J’ai 20 ans à présent et je suis en licence d’espagnol, face à une série de dictons qu’il me faut traduire. L’un d’eux me fait revenir 8 ans en arrière et me fige : « La letra con sangre entra »… littéralement, la lettre entre par le sang. Que l’on pourrait traduire par « on n’apprend rien sans peine… » Je souris, navrée. Je pense à mon professeur de mathématiques. À l’homme chaleureux qu’il a été. Au professeur exécré qu’il est devenu ensuite. Je repense à la carrière de professeur d’espagnol aussi que je veux résolument embrasser… par défaut.

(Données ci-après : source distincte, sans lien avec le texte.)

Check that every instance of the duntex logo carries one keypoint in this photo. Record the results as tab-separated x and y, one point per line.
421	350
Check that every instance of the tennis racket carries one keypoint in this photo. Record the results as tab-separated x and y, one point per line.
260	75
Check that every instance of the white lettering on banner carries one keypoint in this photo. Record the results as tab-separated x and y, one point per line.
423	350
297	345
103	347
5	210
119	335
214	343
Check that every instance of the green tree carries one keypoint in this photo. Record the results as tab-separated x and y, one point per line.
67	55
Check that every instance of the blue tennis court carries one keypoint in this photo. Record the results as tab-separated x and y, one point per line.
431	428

J’ai 60 ans maintenant. Je suis ménopausée depuis peu et il fait nuit noire, encore une fois, je me retourne et me tourne dans mes draps échauffés et ne trouve pas le sommeil. Je suis insomniaque depuis quelques mois. Je me désole et m’angoisse d’avoir à me lever tout à l’heure, sans avoir fermé l’œil. Je vais devoir affronter mes élèves avec au fond des yeux, sur mes épaules voûtées, au bout de mes doigts qui tremblent aussi, une fatigue qui me foudroie. Qui m’annihile.
Rien. Je ne suis plus rien. Une pauvre petite chose brisée qui ne supporte plus ni les bruits, ni la lumière du jour. Je vais encore devoir cacher mes yeux ravagés de fatigue derrière des lunettes de soleil pour aller faire cours.
Et soudain, je pense à Monsieur Martel. Gérard.
Je n’ai rien à lui pardonner, le pauvre, mais comme je le comprends à présent !
1 et 1 font de nouveau 2 sur la trame organisée de la nuit étoilée et dans mon cœur navré.